Publié le 06/05/2008 par Jean-Michel Vlaeminckx / Catégorie: Critique

"La pulsion de mort, c'est le réel en tant qu'il ne peut être pensé que comme impossible. C'est-à-dire que, chaque fois qu'il montre le bout de son nez, il est impensable. Aborder à cet impossible ne saurait constituer un espoir, puisque c'est impensable, c'est la mort, dont c'est le fondement du réel qu'elle ne puisse être pensée". 

Jacques Lacan, Le Sinthome (Séminaire XXIII).

Gerda 85

 

Un film de 64 minutes tout à fait surprenant et hétéroclite qu’on aime bien mais qui nous déconcerte because des textes très bizarres en voix-off. Surprenant, surtout à cause de plans tirés au cordeau, de cadres impeccables et d’un aspect de la couleur qui nous montre l’espace et le temps comme seuls les bons films y parviennent. Hétéroclite, puisque au lieu d’un silence (tout à fait suffisant) nous avons droit à des textes genre : « le jeu du monde…un secret qui se perdrait dans le temps », etc.

On comprend vite qu’une jeune fille post soixante-huit que les adultes espèrent faire entrer à l’Université, est tombée dans le désenchantement du monde après avoir vécu ou imaginé la possibilité d’une rupture dans la continuité du monde. Casser le vieil ordre avec le projet de fonder un monde nouveau. Modifier le réel pour vivre plutôt que pour survivre. Désirer un changement radical s'achevant par le triomphe des automatismes du profit, la victoire de l'économie, le triomphe du marché mondial (une catastrophe dont on est toujours pas sorti).

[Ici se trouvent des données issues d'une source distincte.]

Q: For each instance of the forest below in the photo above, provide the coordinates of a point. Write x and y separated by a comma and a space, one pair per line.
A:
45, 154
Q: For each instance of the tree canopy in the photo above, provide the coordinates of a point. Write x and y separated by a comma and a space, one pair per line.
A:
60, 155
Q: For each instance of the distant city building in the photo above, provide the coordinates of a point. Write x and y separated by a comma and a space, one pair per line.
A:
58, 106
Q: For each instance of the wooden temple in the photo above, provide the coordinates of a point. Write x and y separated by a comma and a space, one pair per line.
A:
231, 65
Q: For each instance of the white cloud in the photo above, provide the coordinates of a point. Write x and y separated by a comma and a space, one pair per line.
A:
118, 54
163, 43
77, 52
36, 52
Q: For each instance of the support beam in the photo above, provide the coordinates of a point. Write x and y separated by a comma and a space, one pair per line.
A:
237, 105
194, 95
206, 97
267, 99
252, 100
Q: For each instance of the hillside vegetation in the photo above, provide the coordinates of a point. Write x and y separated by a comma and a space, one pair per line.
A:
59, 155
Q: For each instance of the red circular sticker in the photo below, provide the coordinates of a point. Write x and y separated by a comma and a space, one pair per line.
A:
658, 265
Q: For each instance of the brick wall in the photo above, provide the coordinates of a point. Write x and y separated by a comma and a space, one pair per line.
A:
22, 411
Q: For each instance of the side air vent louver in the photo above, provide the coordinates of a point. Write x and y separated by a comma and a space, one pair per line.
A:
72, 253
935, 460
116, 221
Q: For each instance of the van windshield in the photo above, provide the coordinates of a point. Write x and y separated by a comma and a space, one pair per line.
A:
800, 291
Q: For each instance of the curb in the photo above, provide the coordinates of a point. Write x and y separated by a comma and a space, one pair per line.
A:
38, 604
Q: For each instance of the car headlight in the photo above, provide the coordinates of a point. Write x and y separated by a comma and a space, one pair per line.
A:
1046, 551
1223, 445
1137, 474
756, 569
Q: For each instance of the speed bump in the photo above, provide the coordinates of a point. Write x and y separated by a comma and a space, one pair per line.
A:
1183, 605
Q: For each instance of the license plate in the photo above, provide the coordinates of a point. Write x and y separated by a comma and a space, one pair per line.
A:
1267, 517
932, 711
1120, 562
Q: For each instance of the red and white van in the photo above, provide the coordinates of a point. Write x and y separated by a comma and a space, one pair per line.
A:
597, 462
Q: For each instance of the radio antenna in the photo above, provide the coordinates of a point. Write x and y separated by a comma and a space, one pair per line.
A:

Mais autant Jean-Luc Godard (Sauve qui peut la vie) et Philippe Garrel (Le lit de la vièrge et Les Amants réguliers) voire Alain Tanner (La Salamandre) ont abordé un thème similaire de magistrale façon, autant on devient rêveur en voyant dans Gerda 85, une famille bourgeoise (moins drôle que dans Le fantôme de la bourgeoisie de Buñuel) manger des petits gâteaux en abordant des sujets gâteux ou un jeune travailleur d’usine (n’ayant pas eu la chance de faire des études) expliquer à notre révoltée déprimée son éloge du travail (pas de la paresse). Il fonde sa vie sur un avenir fait d’une future maison, d’une future voiture, etc.

Donc surprise, surprise, des moments superbes, des instants presque magiqueset un fil conducteur intéressant sur la fascination de l’échec et la pulsion de mort, mais un blabla littéraire pour lecteurs en surdose de Prozac. Coupez, à certains moments, le son, car c’est un film à voir. Bravo au Nova pour la sortie en salles.

Gerda 85 de Patricia Gélise et Nicolas Deschuyteneer.